Chilean politician (1866–?)

Santiago Toro Lorca (30 November 1866 – ?) was a Chilean politician, lawyer and journalist who served as a member of the Chamber of Deputies of Chile.

A member of the Radical Party, he first represented Copiapó, Chañaral, Vallenar and Freirina from 1897 to 1900. During this term, he served as a substitute member of the Permanent Commission of War and Navy and as a member of the Permanent Commission of Education and Charity. He later represented Tarapacá and Pisagua from 1912 to 1915, serving on the Permanent Commission of Social Legislation.

Toro was born in Copiapó on 30 November 1866, the son of Santiago Toro Besoaín, an industrialist and miner in Atacama, and Dolores Lorca Blanco. He studied at the Liceo de Copiapó and later obtained a bachelor's degree from the Faculty of Philosophy and Humanities in Santiago. He qualified as a lawyer at the end of 1897.

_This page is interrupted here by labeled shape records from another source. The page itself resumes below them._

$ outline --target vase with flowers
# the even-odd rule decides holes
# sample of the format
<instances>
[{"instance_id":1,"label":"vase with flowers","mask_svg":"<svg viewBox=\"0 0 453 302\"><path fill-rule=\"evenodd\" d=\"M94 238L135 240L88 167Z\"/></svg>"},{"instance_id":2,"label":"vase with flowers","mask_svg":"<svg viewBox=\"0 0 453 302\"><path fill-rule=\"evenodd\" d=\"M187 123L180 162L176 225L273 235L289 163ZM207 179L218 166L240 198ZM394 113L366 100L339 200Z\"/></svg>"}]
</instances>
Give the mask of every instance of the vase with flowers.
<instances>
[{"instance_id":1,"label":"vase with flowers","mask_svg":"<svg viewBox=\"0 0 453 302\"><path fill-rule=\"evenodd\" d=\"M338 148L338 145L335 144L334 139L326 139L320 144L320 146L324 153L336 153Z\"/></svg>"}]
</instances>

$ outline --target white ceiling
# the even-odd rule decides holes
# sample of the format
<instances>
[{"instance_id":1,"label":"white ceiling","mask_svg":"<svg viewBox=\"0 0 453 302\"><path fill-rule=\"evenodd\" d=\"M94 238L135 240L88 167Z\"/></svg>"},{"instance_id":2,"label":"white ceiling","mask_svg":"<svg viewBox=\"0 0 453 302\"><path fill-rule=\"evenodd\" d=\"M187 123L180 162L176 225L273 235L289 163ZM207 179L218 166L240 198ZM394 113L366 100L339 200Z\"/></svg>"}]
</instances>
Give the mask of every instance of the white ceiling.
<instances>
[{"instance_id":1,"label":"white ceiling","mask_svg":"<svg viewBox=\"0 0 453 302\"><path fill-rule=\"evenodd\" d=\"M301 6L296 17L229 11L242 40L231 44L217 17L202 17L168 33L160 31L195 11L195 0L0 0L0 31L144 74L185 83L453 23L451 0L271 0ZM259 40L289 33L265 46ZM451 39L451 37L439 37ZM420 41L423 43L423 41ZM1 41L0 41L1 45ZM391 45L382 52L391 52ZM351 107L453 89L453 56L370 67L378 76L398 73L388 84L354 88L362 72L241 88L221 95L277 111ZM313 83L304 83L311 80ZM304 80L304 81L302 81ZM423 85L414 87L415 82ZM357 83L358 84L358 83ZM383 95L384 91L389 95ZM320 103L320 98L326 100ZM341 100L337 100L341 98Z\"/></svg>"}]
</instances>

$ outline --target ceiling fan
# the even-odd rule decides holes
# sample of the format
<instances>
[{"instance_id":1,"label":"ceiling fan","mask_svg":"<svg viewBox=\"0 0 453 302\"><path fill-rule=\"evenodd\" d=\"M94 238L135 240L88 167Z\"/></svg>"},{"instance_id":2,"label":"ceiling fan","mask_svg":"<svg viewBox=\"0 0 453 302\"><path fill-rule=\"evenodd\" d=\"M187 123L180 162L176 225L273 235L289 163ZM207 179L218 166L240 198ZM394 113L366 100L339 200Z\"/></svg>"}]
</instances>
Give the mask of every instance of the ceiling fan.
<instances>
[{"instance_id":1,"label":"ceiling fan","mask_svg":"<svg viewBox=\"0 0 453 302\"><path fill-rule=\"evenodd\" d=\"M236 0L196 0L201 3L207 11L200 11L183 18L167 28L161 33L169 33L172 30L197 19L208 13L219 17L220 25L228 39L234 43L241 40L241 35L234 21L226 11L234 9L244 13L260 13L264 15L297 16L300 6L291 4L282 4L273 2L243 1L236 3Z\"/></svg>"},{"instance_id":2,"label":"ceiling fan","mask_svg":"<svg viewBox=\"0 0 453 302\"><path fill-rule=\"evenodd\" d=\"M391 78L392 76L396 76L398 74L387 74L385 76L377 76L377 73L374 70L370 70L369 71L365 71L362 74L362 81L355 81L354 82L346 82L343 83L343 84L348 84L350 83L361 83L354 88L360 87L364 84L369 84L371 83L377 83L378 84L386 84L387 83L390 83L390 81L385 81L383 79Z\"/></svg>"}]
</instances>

He participated in the political movement of 1890 as secretary of the Club de la Juventud Independiente and as a contributor to the opposition newspaper La Barra. During the Chilean Civil War of 1891, he joined the constitutionalist forces and served in the Tarapacá Battalion, taking part in the Battle of Concón, where he was seriously wounded. The government of President Jorge Montt subsequently granted him the rank of army captain.

In June 1892, Toro was appointed secretary of the Intendancy of Atacama and later became acting intendant. In 1894 he was appointed Intendant of Atacama, a position he held until September 1896.

In 1904, he settled in Iquique, where he practiced law. During his years in the city, he reorganized and unified the local Radical Party and served as president of its assembly until 1912. His parliamentary work during his second term focused especially on social legislation and the protection of workers, older people, women and children.

After leaving political life, he devoted himself to legal practice and journalism.